ISLAMABAD: Khalid Mahmood was in Jeddah on the afternoon of May 28, 1998, waiting to receive a delegation, when news broke that Pakistan had conducted five underground nuclear tests under then-Prime Minister Nawaz Sharif.
Mahmood, who was Pakistan’s ambassador to Saudi Arabia at the time, sat in his hotel room watching TV reports of the tests and awaiting instructions on his next move from the Foreign Ministry.
By that evening, he told Arab News, he decided to break protocol and make contact with the Royal Court, requesting an urgent meeting with then-King Fahd the following day, a non-working Friday.
To Mahmood’s surprise, the king agreed. By then, the ambassador had also received instructions from Islamabad: A diplomatically isolated Pakistan was to seek the support of the king and crown prince.
Mahmood denied the widely held opinion that Pakistani officials had already informed Riyadh of their intent to test. “It’s not true that I conveyed to them (the Saudis) that we were going to have this nuclear test,” he said.
Mahmood described how, with “great fanfare and (motorcycle) escorts,” he was taken to the palace, where the king apologized for not being able to get up to greet him on account of a bad knee. “It was so very gracious of him,” Mahmood said. “Nobody expects the king to get up and receive (diplomats).”
After listening to Islamabad’s reasons for the surprise nuclear tests, Mahmood said the king was brief in his response.
“He said we are against what you have done because we are a member of the non-proliferation treaty. But we know and understand why you have done it. And we will support you more than you expect of us.”

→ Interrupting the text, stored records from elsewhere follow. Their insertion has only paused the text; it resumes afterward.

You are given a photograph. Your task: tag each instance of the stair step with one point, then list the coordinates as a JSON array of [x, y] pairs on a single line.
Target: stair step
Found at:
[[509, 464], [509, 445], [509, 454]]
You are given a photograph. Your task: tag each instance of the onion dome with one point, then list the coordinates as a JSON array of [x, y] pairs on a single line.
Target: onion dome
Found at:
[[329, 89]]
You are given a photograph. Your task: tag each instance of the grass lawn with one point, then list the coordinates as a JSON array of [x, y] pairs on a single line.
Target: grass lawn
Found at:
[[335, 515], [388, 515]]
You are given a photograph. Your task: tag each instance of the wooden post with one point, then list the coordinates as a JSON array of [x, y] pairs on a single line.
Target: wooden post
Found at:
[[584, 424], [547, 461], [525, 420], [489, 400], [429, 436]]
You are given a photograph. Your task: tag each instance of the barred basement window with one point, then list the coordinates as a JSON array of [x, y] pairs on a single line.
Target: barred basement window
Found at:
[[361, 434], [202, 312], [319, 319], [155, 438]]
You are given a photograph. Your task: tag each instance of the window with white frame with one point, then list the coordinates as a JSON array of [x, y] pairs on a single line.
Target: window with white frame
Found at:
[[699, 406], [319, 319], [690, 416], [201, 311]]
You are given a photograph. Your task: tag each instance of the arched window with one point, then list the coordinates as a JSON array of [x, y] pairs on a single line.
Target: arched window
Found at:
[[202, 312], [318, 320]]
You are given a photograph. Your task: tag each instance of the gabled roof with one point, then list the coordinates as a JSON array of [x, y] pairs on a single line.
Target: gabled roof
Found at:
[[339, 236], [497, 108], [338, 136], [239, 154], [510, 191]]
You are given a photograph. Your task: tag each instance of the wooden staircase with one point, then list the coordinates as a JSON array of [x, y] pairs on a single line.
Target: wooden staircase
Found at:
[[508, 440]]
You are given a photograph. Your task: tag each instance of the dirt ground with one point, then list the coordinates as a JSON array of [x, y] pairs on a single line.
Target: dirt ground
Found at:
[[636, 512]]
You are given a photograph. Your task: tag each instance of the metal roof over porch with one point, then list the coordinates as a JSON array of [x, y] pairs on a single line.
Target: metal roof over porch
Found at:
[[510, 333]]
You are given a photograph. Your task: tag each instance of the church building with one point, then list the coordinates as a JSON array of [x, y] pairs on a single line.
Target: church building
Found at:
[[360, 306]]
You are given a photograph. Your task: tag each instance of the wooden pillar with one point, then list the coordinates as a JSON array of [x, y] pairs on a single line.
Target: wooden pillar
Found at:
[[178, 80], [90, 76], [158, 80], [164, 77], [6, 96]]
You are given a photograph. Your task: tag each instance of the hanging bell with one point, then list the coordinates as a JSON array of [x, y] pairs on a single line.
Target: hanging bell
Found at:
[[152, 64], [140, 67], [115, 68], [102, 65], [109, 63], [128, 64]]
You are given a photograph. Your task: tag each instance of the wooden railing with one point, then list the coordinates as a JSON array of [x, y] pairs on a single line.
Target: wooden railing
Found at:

After Pakistan tested the weapons, the US imposed harsh sanctions, including cutting off trade credits, private bank loans and support for loans not based on relief from the World Bank and International Monetary Fund. Arms sales and military aid to Pakistan were already cut off under separate legislation in 1990, when it was determined that Pakistan had nuclear weapons.
At this difficult moment in Pakistan’s history, Mahmood said, the king’s “depth of brotherly feeling” was touching.
The following day, then-Crown Prince Abdullah bin Abdul Aziz held a longer meeting, officially reiterating the Kingdom’s support for Pakistan, with assurances in the form of a four-year deferred oil financing facility worth roughly $3.4 billion. This gave Pakistan the confidence to go ahead and conduct another nuclear test on May 30, Mahmood said.
A few weeks later, the envoy was called in again for a meeting with the crown prince, who had been receiving persistent calls from US President Bill Clinton asking Riyadh to reconsider its position on Pakistan.
But the crown prince refused to comply. “Our relations with Pakistan are of a different nature,” Mahmood quoted the crown prince as having told the Americans.